La même chose est vraie à l’égard du pouvoir autocratique dont nous avons reconnu la nécessité pour les nations qui sont encore incapables d’exercer le self government. L’homme qui exerce un tel pouvoir possède à l’égard de la nation qu’il régit exactement les mêmes droits et les mêmes devoirs qu’un père à l’égard de son fils ; c’est-à-dire qu’il fait les lois et qu’il les impose à ses sujets. Mais toutes ses actions doivent être inspirées par le désir d’élever son peuple à un degré de culture intellectuelle et morale qui permette de lui remettre le soin de ses destinées. Et, justement parce qu’il est père, il n’est, comme le souverain constitutionnel, mais plus encore que ce dernier parce que son pouvoir est plus grand, que le premier serviteur de l’État.

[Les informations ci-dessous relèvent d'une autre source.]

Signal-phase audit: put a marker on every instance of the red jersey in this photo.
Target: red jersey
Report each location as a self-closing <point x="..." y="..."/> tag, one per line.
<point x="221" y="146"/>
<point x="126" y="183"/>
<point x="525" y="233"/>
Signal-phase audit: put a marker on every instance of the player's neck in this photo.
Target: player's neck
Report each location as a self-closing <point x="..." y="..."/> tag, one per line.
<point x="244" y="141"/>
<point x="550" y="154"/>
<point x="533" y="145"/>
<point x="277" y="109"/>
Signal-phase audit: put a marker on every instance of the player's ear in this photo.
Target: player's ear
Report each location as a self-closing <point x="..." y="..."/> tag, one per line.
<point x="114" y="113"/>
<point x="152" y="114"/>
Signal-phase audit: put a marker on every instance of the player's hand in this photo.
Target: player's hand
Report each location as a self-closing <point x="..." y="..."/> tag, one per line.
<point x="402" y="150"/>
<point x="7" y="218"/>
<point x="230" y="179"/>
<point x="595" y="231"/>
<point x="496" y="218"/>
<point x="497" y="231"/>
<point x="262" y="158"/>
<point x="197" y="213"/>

Telle est la seule conception du pouvoir absolu que la raison puisse avouer, et l’on voit que, dans cette conception, le pouvoir absolu ne peut s’exercer qu’au profit de la liberté, comme préparation de la liberté future. Il est nécessaire et légitime dans de certaines conditions ; mais ce qu’il exprime c’est le dernier degré de la misère humaine dans celui qui le subit, non le degré supérieur de l’excellence dans celui qui l’exerce. L’apanage de la vraie grandeur n’est nullement de s’imposer à la volonté d’autrui.

Charles Dunan.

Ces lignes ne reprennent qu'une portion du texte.